Can a Low Voltage Current Transformer (CT) be used in a Medium or High Voltage application? Surprisingly, it is a question we get a few times a year and thought it would be beneficial to put this out.
Firstly we must understand the configuration of the switchgear. For example, if the switchgear has a system voltage of 12kV and the CT will be installed on the bare busbars in the medium voltage section. Then yes you will need a CT that's fully rated, and generally, that's where the thought & decision process ends.
But let us dig a little deeper. If the CT is to be installed directly on medium voltage busbars, accordingly it must have an insulation level at least equal to that of the system/cubicle. However, if installing a CT on the medium voltage cable (which is already insulated), in this case, the CT can be a low voltage type (e.g. insulation level 0.72kV) as the cable provides the medium voltage insulation. It is this element that is missed by design engineers and as a result, adds unnecessary cost to the switchgear.

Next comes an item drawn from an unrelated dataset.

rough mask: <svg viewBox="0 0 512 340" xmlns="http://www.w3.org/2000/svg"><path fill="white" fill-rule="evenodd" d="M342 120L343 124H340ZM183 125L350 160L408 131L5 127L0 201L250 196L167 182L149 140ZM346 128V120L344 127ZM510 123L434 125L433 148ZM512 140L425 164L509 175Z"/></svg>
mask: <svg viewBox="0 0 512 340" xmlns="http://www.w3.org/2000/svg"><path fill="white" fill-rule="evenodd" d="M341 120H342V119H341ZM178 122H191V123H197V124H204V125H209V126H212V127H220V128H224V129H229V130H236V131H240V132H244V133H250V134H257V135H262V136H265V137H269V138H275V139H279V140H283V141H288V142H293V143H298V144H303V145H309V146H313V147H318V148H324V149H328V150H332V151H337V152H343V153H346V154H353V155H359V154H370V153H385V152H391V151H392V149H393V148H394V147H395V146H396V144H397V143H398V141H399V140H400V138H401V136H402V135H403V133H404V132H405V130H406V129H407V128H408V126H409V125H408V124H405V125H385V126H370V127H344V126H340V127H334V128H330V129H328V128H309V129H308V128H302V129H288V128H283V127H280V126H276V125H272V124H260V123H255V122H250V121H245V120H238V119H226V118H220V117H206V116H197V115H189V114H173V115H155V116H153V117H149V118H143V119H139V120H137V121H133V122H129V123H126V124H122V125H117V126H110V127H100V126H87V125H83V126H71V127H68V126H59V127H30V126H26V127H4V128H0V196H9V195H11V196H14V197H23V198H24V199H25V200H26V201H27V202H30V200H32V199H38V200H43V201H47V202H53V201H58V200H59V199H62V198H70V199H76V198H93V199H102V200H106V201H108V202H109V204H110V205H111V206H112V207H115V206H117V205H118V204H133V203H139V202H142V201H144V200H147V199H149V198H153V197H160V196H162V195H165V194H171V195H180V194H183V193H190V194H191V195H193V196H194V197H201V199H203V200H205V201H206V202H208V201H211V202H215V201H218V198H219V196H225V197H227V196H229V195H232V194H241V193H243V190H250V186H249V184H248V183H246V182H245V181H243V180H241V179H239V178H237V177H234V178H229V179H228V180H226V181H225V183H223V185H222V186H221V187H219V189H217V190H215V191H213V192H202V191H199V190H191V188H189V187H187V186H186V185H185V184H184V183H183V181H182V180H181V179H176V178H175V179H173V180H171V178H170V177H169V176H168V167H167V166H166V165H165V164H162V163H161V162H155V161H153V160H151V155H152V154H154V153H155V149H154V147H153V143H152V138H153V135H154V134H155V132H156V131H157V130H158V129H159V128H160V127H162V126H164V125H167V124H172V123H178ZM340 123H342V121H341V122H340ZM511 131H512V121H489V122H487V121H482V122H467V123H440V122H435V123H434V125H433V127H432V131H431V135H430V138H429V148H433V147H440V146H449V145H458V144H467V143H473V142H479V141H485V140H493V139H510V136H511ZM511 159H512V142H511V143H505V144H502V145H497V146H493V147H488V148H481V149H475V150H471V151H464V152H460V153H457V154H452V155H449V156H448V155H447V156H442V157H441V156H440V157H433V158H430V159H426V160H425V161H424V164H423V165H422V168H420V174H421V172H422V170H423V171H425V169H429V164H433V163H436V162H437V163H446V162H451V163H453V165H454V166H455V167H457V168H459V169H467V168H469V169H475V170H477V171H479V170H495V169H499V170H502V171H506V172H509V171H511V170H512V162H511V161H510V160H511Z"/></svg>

Another scenario is a neutral current transformer, typically on outdoor installations where the CT needs to be installed on an MV or HV system but on the neutral circuit. As such, it will not see the higher MV & HV voltages, so it's possible to use a lower insulation rating for the current transformer. It is critical to note on an MV or HV system were the CT will see "line voltage". Then a fully rated insulated current transformer will be required.